I'm trying to simplify $${d \over dd} \left[ \int _{- \infty}^d \theta \, f(\theta|x) \, d\theta \right]$$ but the answer simply shows:
$${d \over dd} \left[ \int _{- \infty}^d \theta \, f(\theta|x) \, d\theta \right]=d \, f(d|x)$$
I can easily show ${d \over dd} \left[ \int _{- \infty}^d f(\theta|x) \, d\theta \right]=f(d|x)$, which is given in the pre-amble to the question, but I must be missing something because I don't quite see a trivial way this leads to the answer (such that no working should be shown in the solution).
If I integrate by parts that presents the problem of dealing with $$\int_{-\infty}^d F(\theta|x) \, d\theta $$
Can anyone provide the necessary missing steps?
Thanks!
We have that: \begin{equation} {d \over dd} \left[ \int _{- \infty}^d \theta \, f(\theta|x) \, d\theta \right] = \frac{d}{dd}[\int_{-\infty}^a\theta f(\theta|x)d\theta + \int_{a}^d \theta f(\theta|x)d\theta] ] \\ = \frac{d}{dd}[\int_{-\infty}^\infty\theta[\textrm{H}_a(\theta)-\textrm{H}_d(\theta)]f(\theta|x)d\theta] \end{equation}
For some $a \in \mathbb{R}<d$. Where $\textrm{H}_c(x)$ is the Heaviside step function with the switch at $c$.

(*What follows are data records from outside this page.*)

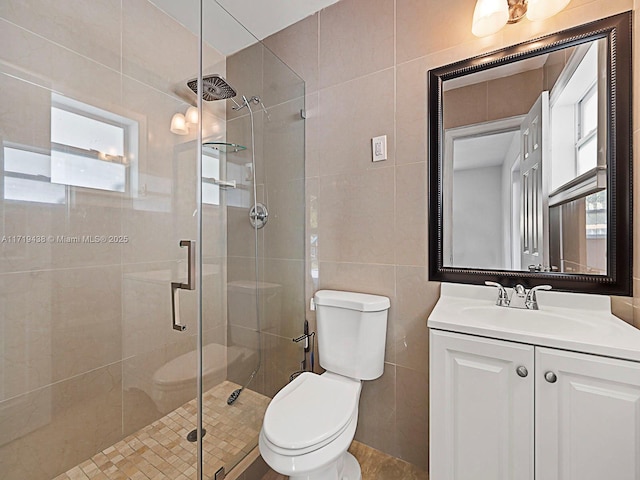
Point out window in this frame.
[0,93,138,204]
[3,146,67,204]
[585,190,607,239]
[576,84,598,175]
[51,94,132,192]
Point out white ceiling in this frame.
[453,131,520,170]
[150,0,338,56]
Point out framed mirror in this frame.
[428,13,633,295]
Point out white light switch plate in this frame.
[371,135,387,162]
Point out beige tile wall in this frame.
[0,0,226,480]
[265,0,640,468]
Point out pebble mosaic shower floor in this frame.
[53,381,270,480]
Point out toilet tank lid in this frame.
[314,290,391,312]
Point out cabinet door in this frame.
[429,330,534,480]
[535,347,640,480]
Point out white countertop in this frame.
[427,283,640,362]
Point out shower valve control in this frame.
[371,135,387,162]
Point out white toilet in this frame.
[259,290,390,480]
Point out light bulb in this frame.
[471,0,509,37]
[184,107,199,125]
[171,113,189,135]
[527,0,571,22]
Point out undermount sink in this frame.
[427,283,640,361]
[462,305,597,335]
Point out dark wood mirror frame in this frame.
[428,12,633,296]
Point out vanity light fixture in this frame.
[471,0,571,37]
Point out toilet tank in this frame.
[314,290,391,380]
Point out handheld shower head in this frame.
[187,73,237,102]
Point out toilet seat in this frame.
[263,372,361,456]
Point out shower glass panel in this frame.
[202,2,308,475]
[0,0,309,480]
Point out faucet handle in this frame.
[524,285,551,310]
[484,280,509,307]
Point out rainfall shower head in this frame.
[187,73,237,102]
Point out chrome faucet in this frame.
[484,281,551,310]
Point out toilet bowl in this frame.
[258,290,389,480]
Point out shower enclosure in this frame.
[0,0,305,480]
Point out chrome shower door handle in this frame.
[171,240,196,332]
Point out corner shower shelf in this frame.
[202,142,247,153]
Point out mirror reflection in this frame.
[442,39,609,275]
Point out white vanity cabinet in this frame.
[429,330,534,480]
[536,347,640,480]
[429,330,640,480]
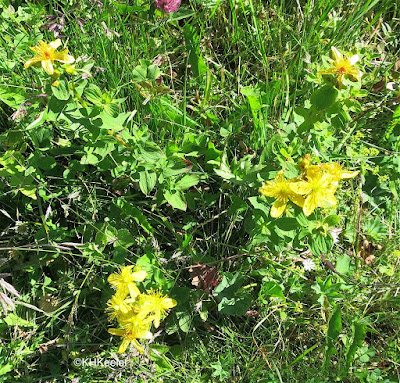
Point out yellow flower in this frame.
[138,290,177,328]
[108,265,147,298]
[259,172,304,218]
[24,39,75,75]
[290,170,337,216]
[318,47,362,89]
[106,290,134,319]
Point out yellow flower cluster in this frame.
[259,156,359,218]
[318,47,362,89]
[24,39,75,76]
[107,265,176,354]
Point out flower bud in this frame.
[154,0,181,13]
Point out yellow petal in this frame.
[270,199,287,218]
[49,39,61,49]
[118,339,130,354]
[128,283,140,298]
[132,339,144,354]
[303,193,318,217]
[163,298,178,309]
[321,192,337,205]
[331,46,343,61]
[108,328,125,336]
[340,170,360,180]
[24,56,42,69]
[53,49,75,64]
[132,270,147,282]
[290,181,312,195]
[349,55,360,65]
[42,60,54,76]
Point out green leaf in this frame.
[116,198,154,234]
[4,313,36,327]
[324,215,340,227]
[0,364,14,376]
[311,84,338,111]
[325,305,342,365]
[213,272,244,299]
[51,80,70,101]
[115,229,136,248]
[164,190,187,211]
[259,280,286,304]
[240,85,262,112]
[346,322,367,369]
[139,170,157,195]
[336,254,350,274]
[218,294,252,315]
[175,174,199,190]
[131,60,161,82]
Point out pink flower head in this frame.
[154,0,181,13]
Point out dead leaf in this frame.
[189,262,219,291]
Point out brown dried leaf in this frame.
[189,262,218,290]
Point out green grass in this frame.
[0,0,400,383]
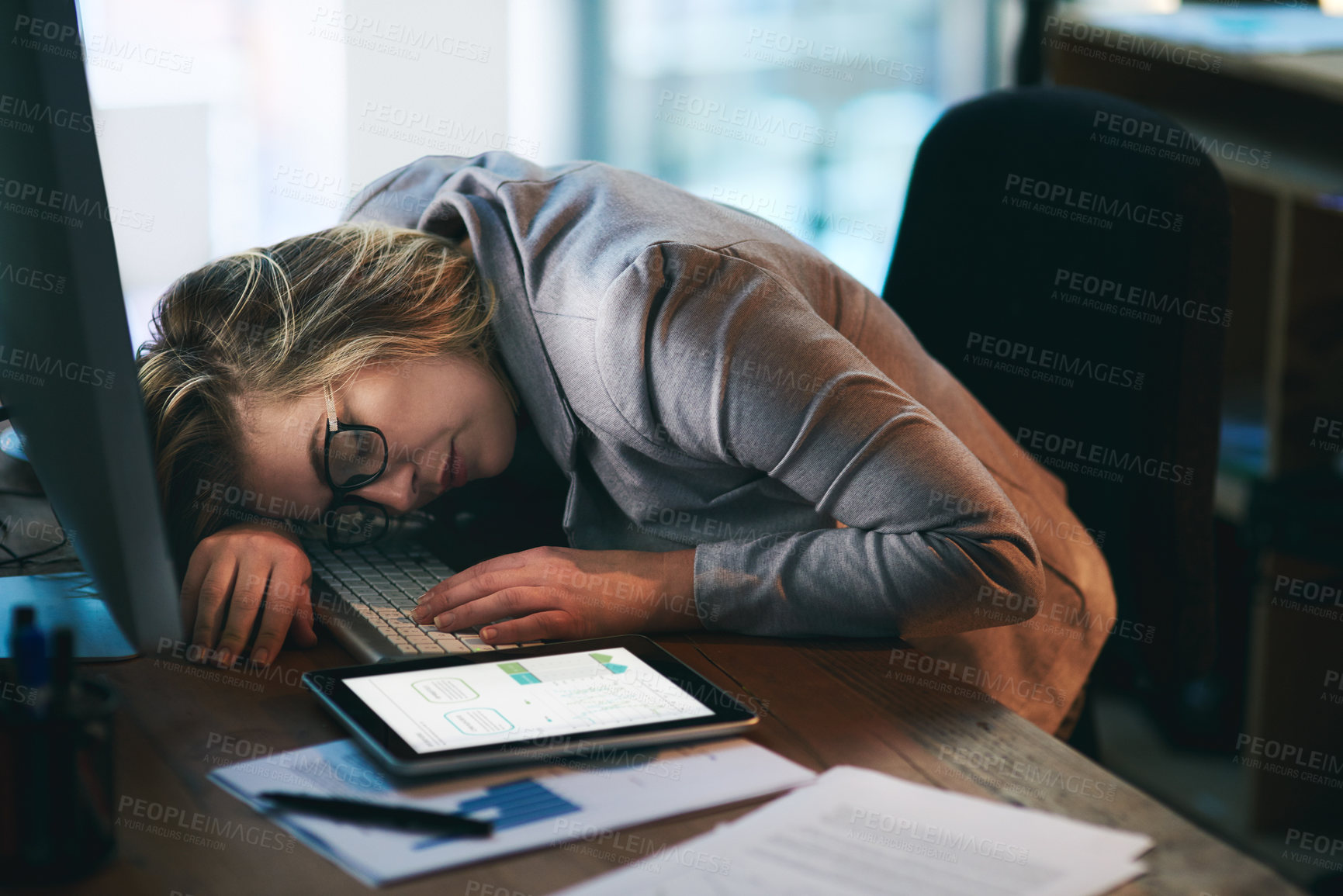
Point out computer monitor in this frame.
[0,0,182,659]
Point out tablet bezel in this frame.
[303,635,759,775]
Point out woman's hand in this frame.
[182,523,317,666]
[415,548,702,643]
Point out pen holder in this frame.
[0,678,117,887]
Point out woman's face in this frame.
[237,358,517,518]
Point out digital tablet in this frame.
[303,635,757,775]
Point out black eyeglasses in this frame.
[322,384,391,548]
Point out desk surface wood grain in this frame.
[12,633,1301,896]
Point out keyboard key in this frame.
[459,634,494,653]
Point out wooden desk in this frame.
[18,634,1301,896]
[0,443,1304,896]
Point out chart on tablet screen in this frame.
[345,648,713,753]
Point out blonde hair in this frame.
[136,222,518,564]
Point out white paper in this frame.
[209,739,816,887]
[556,766,1152,896]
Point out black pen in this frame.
[259,790,494,837]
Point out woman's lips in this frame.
[447,446,466,489]
[441,442,466,492]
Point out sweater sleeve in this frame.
[608,243,1045,637]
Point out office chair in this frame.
[882,88,1231,758]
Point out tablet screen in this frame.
[344,648,713,753]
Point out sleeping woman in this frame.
[138,152,1115,735]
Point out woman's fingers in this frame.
[481,610,586,643]
[177,548,215,637]
[414,548,562,624]
[215,556,272,666]
[424,586,560,631]
[191,553,237,650]
[251,559,313,665]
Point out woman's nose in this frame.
[351,463,415,514]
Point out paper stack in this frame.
[209,739,816,887]
[555,766,1152,896]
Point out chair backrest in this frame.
[882,88,1231,677]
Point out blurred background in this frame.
[54,0,1343,892]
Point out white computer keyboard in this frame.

Note that I dropped the first integral because it does not depend on $d$. Exchanging the integral and derivative we get:
\begin{equation} \frac{d}{dd}[\int_{-\infty}^\infty\theta[\textrm{H}_a(\theta)-\textrm{H}_d(\theta)]f(\theta|x)d\theta]= \int_{-\infty}^\infty\theta f(\theta|x)\frac{d}{dd}[\textrm{H}_a(\theta)-\textrm{H}_d(\theta)]d\theta \end{equation}
The derivative of the Heaviside function is a point mass at the argument. This gives us:
\begin{equation} \int_{-\infty}^\infty\theta f(\theta|x)\frac{d}{dd}[\textrm{H}_a(\theta)-\textrm{H}_d(\theta)]d\theta= \int_{-\infty}^\infty \delta_d(\theta) \theta f(\theta|x)d\theta\\ =df(d|x) \end{equation}
The last integral equality holds because $-\textrm{H}_d(\theta) = -I_{(\theta>d)} = I_{(\theta<d)}-1 = \textrm{H}_\theta(d)-1$. Taking the derivative of this gives us a point mass at $d$ (derivative of the Heaviside function).